ブラジルのインフレ圧力は低下傾向を続けている。同国のインフレ指標にはIPCAという拡大消費者物価指数を用いるのだが、同指標は2011年9月の前年比7.3%増をピークとして、現在は同6.2%増と4ヶ月連続で伸びが鈍化している。主にレアル高による財価格の下落が効いているのだろう。これまでの発言等を勘案すると、ルセフ大統領は物価抑制より景気に重きをおいていることから、今後も金融緩和策を継続する見通しだ。
目先では7日の金融政策委員会における利下げの有無が焦点になるが、これは前述の通り、利下げを決定するとみている。政策金利は10.5%から50bpsの引き下げを行い、10%ちょうどにするだろう。前回(1月17・18日)の会合では50bpsの利下げを決定したが、その際の議事録において「政策金利は一桁まで引き下げられる可能性が高い」と新たに書き加えられており、今月仮に予想通り利下げが決定されたとしても、今回が利下げの打ち止めとなる可能性は低く、年内には9%台まで政策金利は引き下げられ、その後中央銀行は様子見のスタンスを取ると予想する。
図1:ブラジルのインフレ率、政策金利、対ドル相場の推移
ブラジルの足元の景気動向に関して言えば、しっかりと持ち直してきているという感想を持っている。四半期ごとに発表されるGDPを予測する際に用いている経済指標に経済活動指数という指標があるが、同指標は2011年11月は前月比1.3%、12月は同0.6%と2ヶ月連続で上昇しており、前年比でみても2011年10月から上昇は加速している。また、労働市場においても、同国の失業率は歴史的に低い状況にあり、良好な同国市場の状態を物語っているが、見方を変えれば賃金の上昇圧力が将来的なインフレ圧力に繋がっていくことも懸念される。現に最低賃金は年間で10%以上も伸びている。しかし、このような雇用環境の改善が消費にも繋がっており、同国政府が行った利下げによる金利負担の低下や、昨年12月に行った白物家電などへの減税が追い風となり、同国の実質小売売上高指数なども良好な結果を残している。

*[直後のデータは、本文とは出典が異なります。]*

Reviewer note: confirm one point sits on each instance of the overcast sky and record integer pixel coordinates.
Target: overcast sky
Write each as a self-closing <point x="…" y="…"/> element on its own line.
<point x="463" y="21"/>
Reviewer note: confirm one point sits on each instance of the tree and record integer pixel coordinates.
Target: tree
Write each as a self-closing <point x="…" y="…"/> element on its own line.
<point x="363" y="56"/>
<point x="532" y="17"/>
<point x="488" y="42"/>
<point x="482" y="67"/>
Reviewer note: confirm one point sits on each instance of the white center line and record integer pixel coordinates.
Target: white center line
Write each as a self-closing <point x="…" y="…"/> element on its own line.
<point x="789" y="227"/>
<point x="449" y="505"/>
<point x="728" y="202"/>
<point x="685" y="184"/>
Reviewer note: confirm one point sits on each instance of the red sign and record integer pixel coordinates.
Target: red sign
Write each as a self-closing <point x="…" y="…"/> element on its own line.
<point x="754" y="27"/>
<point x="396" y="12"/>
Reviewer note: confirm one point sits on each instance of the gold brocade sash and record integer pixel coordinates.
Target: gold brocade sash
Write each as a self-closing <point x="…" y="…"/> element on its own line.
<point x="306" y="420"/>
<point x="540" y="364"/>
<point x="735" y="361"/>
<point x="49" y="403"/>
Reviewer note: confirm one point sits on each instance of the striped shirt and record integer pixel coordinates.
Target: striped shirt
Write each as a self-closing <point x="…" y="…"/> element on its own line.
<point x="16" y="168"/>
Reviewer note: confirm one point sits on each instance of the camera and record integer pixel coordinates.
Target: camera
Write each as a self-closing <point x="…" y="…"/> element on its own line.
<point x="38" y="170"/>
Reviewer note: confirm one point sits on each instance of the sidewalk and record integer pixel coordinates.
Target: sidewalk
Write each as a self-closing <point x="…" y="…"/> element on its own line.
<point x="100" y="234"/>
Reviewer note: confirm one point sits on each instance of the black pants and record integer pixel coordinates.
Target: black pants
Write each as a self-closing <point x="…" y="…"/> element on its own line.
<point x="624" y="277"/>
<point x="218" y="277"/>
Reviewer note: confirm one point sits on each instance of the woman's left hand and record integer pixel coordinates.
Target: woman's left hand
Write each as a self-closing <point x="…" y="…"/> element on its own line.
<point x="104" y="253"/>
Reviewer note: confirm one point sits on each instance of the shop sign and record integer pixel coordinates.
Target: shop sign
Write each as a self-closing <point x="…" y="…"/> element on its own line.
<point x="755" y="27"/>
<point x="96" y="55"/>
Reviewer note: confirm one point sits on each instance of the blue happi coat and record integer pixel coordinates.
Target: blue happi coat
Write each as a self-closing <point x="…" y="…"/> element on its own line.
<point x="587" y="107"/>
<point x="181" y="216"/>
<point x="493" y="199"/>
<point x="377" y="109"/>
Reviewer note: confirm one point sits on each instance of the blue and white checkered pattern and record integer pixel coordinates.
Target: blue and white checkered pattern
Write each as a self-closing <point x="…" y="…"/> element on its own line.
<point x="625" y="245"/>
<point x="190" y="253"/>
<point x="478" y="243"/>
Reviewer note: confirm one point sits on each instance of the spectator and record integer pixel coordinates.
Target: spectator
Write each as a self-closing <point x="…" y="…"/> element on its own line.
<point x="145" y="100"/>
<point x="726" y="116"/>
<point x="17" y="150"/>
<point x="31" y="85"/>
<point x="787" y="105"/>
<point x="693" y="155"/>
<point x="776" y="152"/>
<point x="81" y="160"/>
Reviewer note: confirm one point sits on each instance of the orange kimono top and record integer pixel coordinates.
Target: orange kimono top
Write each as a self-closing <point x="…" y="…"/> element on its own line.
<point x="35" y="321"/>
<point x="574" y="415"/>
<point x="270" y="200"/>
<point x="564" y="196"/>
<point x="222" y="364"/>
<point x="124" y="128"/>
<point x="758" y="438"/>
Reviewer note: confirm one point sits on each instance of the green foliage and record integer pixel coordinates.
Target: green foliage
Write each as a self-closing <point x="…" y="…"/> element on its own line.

ブラジルといえば、株よりも為替や債券が日本の投資家には人気があるが、同国の資本規制に関しては引き続き注意が必要だ。3月1日に同国政府は資本取引規制の強化を発表している。足元ではレアルが対ドルで再び上昇しているため、今後も利下げだけでなく、資本規制や金融取引税(IOF)の引き上げ等を行っていく可能性が高い。要人の発言を見てみると、マンデガ財務相は先進国の金融緩和によってレアルが不当に高くなっていると指摘しており、ルセフ大統領も先進国の金融緩和を背景とするレアル高が同国の輸出産業に与える悪影響を懸念する発言をしている。特に、マンデガ財務相は「1ドル=1.7レアルを下回るレアル高は同国経済にとって悪である」と具体的に数字を出しており、我々にとっては1つの判断すべき材料となるのではないだろうか。
図2:ブラジルの労働、生産、消費関連の指標推移
労働市場は歴史的に良好な状態。
その結果として、賃金の上昇圧力が懸念材料に。